The working title was "gay Christian dialogue," a phrase that makes everything sound so simple: there are gay people, there are straight people, there are Christians.
The dialogue itself taught me otherwise.
For roughly two days, Oriented to Love: Sexual Diversity in the Body of Christ drew together a dozen people who defied simple description, and our conversation gave me a taste of the astounding complexity behind our sexuality. I learned about gay and lesbian people who, while fully owning their orientation, have chosen celibacy because of a deep fealty to their faith tradition. I learned about people who believe that nearly all sex is blessed and expresses aspects of God, even one-night stands. I learned about gay people who, out of a deep and undeniable love, married their closest friends -- of the opposite sex. I heard how our culture has so corrupted our view of sexuality that we have no idea how to touch one another physically, no matter how much we crave it. I learned more about the definition of queer and those who believe marriage should be between one man and one woman.
The twist, for me, is that all these people are striving to live faithfully to the call of Christ.
It's tempting to scramble for a logical resolution to such a paradox -- to filter all the words and perspectives and proceed efficiently to an opinion. I would submit that a great deal of what passes for dialogue on this issue has done just that. Hence, people are quick to conclude that those on the other side are "rationalizing their lifestyle" or "trying to get with the times" or "hiding behind the Bible to avoid change" or simply "pushing their political agenda."
Yes, there are people who do these things. My 11 companions in this dialogue were not among them. For two days, we did not seek a logical solution, but rather lived with the paradox. While sharing our personal stories of sexuality and gender with one another, we also explored thoughts I have rarely, if ever, heard in this context: our need for simplicity in the face of complexity, the value of surrendering our vision of what wholeness looks like, the daunting task of living authentically when social systems favor people who are not you, the need for the Church's repentance of the way it has treated LGBTQ people.
What if we all started living with the paradox for a while -- the paradox of people with myriad different practices and viewpoints living faithfully in the midst of them? Out of these paradoxes, questions often emerge. Here are a few that have emerged for me:
- How many orientations are there? Can they change over time?
- How many ways are there to live out each orientation -- sexual or gender vocations, as it were?
- Can we affirm every one of these vocations as a gift from God? If not, why not?
- Why do we resist complexity? Is it because there is a simple answer, or is there another reason?
- What if the Christian Church threw open its doors to all people, asking only that they be faithful to the call of Christ in their lives?
- Why do we feel the need to reconcile opposing views? What if we just threw them all into the same stew, let them cook and savored the flavor?
- How do we live in community with one another -- perhaps the most compelling imperative of the Christian faith -- when we hold radically different beliefs about the way to be in the world?
- Is dogma important? Is authority important? Why or why not?

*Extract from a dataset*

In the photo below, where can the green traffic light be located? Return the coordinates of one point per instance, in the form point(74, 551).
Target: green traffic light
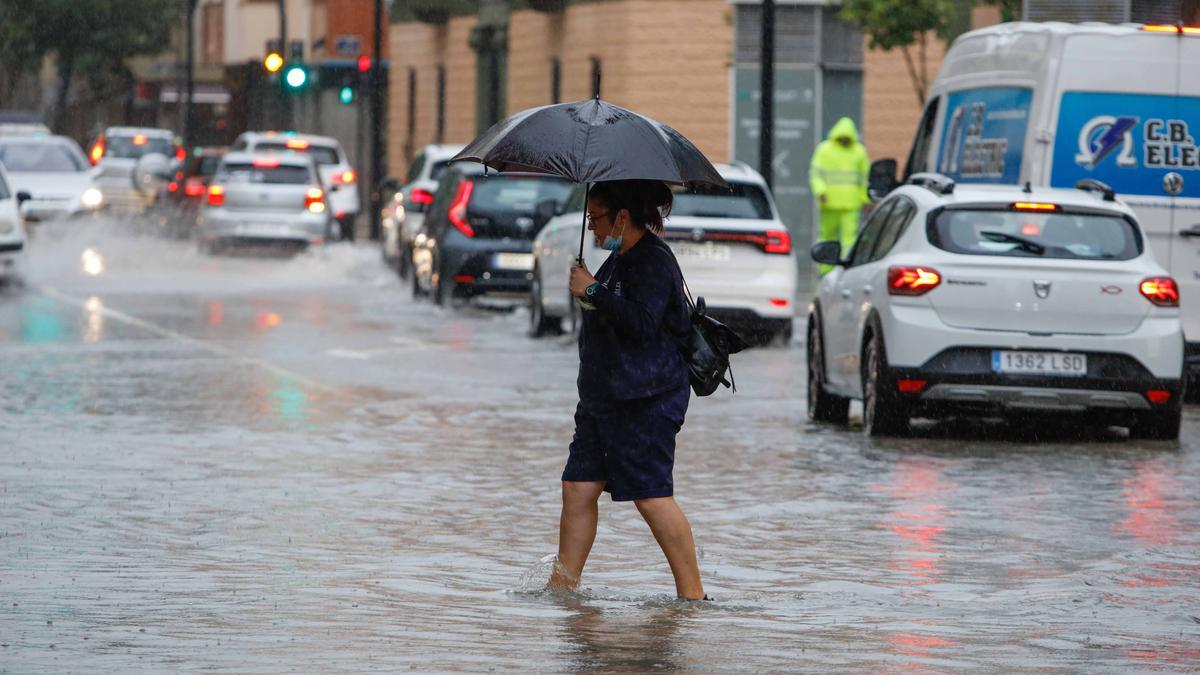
point(295, 77)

At one point during Oriented to Love, a fellow participant, who knew about my background in advertising, asked what I'd write as a headline to describe the dialogue. While he meant the question as a joke, it got me thinking. And what I came up with was this: "Stop defining. Start listening. This is way more complex than you think."
In that spirit, I would love to hear your input. Grapple with the questions above, or raise your own. I would only ask that you avoid the simplistic. Live with the paradox and speak out of it. Maybe we can break new ground in hearing one another -- as Oriented to Love did in such an extraordinary way.